Most cybersecurity methods involve analyzing tools and methods and fortifying existing defenses. While these techniques have their merits, they miss accounting for perhaps the weakest link in the equation: the constraints on the human adversary.
To address this shortcoming, Charles River Analytics is developing a multi-faceted approach that focuses on human behavior. The tool, Context-driven Interventions through Reasoning about Cyberpsychology Exploitation (CIRCE), is being fueled by a contract from the Intelligence Advanced Research Projects Activity (IARPA). The project is part of IARPA’s ReSCIND program, which aims to develop a new set of cyberpsychology-informed defenses that “leverage attacker’s human limitations, such as innate decision-making biases and cognitive vulnerabilities.”
Today, cyber defenses try to understand what kinds of tools adversaries are using. Considerable effort is spent assessing whether an adversary is on a network and, if so, how they got on. But there’s very little work focused on exploiting the human executing the attack.
“Focusing on exploiting human vulnerabilities makes sense,” said Sean Guarino, principal scientist at Charles River Analytics and principal investigator on CIRCE. “Although we live in a time where cyber offense technologies evolve at lightning speed, humans have cognitive constraints that are difficult to overcome. Therefore, defenses that target the human attackers remain relevant for longer periods of time,” Guarino said.

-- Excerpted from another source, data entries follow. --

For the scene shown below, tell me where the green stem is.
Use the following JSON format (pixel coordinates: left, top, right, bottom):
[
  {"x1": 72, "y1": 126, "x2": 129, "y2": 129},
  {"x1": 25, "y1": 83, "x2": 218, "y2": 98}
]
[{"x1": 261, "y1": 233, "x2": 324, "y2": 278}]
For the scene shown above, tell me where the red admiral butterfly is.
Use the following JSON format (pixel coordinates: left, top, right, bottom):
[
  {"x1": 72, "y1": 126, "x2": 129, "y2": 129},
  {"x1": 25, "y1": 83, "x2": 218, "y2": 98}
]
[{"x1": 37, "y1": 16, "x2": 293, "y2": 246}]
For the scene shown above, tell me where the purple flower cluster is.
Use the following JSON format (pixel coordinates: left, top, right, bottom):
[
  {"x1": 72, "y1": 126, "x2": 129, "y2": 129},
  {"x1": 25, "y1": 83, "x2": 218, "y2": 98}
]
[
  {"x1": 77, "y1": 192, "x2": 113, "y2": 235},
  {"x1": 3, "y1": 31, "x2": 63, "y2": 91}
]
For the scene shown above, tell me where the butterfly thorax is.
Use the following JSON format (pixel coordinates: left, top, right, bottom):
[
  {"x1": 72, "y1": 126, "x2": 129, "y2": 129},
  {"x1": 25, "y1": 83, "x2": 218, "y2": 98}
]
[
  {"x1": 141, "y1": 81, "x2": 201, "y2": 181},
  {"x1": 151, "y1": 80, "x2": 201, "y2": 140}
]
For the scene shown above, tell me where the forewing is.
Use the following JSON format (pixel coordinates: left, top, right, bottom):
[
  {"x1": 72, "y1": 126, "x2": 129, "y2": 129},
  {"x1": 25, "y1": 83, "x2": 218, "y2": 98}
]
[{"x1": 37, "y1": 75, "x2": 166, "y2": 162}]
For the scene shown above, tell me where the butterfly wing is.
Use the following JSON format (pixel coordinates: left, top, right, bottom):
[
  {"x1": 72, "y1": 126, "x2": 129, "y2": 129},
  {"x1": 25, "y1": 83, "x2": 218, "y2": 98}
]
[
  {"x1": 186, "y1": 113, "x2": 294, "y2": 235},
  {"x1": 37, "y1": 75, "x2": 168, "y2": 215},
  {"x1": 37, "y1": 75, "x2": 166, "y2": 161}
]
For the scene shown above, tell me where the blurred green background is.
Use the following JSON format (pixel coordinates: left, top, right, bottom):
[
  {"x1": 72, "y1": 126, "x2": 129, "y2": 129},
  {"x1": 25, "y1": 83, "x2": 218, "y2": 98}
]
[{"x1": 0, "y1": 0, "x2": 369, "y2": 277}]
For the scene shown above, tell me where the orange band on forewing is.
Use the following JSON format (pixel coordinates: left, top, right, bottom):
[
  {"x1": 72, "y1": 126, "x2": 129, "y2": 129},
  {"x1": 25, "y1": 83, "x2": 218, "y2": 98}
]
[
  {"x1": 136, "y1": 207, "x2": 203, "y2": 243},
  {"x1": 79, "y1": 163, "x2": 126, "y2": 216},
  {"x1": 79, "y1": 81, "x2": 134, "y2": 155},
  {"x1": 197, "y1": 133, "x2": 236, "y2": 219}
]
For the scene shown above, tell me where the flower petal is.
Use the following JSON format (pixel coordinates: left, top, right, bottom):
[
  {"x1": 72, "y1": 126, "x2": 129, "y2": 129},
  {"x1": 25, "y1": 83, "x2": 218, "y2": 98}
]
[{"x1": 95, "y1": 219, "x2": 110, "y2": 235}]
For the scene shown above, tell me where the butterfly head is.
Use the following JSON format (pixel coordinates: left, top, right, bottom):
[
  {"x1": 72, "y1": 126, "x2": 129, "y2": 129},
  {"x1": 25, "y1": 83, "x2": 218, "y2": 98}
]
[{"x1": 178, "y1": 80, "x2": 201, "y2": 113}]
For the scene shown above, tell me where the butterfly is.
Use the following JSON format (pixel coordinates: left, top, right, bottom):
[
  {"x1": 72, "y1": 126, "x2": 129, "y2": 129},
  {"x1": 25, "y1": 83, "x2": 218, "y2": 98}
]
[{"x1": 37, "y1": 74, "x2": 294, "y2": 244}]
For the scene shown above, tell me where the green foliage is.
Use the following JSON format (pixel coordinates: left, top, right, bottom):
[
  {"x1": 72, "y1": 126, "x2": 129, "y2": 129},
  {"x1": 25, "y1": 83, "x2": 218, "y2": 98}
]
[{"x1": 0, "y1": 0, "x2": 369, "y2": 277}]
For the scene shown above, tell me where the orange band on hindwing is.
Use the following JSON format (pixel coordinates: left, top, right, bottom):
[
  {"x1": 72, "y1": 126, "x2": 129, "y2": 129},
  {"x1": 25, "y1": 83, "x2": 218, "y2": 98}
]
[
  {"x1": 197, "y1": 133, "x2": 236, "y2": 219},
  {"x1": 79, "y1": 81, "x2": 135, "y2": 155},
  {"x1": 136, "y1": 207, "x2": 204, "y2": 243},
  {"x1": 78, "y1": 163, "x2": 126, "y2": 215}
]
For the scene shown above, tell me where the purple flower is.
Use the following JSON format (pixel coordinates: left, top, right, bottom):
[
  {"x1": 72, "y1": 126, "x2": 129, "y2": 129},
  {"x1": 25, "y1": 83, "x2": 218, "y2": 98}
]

CIRCE relies on the principle of oppositional human factors (OHF), which pinpoints the constraints that attackers face when they’re executing their jobs and makes them worse. The theory is that by degrading the experience, you frustrate the attacker into not executing the job. Dr. Spencer Lynn, senior scientist at Charles River and modeling lead on CIRCE, explained, “When an attacker lands on a network, they have many choices available. We want to be able to steer those choices unbeknownst to them, so that they’re wasting time on the attack.”
Part of the strategy involves misleading human attackers to believe something about the attack surface or defenses that’s not true. For example, if the name of an entry port signals administrative authority, attackers might target it selectively to gain network access, and once they do so, their behavior can be steered in specific ways.
CIRCE is in Phase 1 of the research to explore the possibilities of such OHF-driven manipulation. It focuses on characterizing and experimentally validating attacker cognitive vulnerabilities. If the approach works, “there is a strong commercialization opportunity to develop these into tools that can be inserted into a wide range of different defensive environments,” Guarino says.
CIRCE is a psychology-based method that holds plenty of promise, Guarino said. “Keeping up with technology can be a losing battle because cyber threats move so fast. The human in the attack is the most exploitable point in the attack chain. If we can define good ways to exploit human vulnerabilities, these methods will provide much more effective cyber defense for the long term,” he added.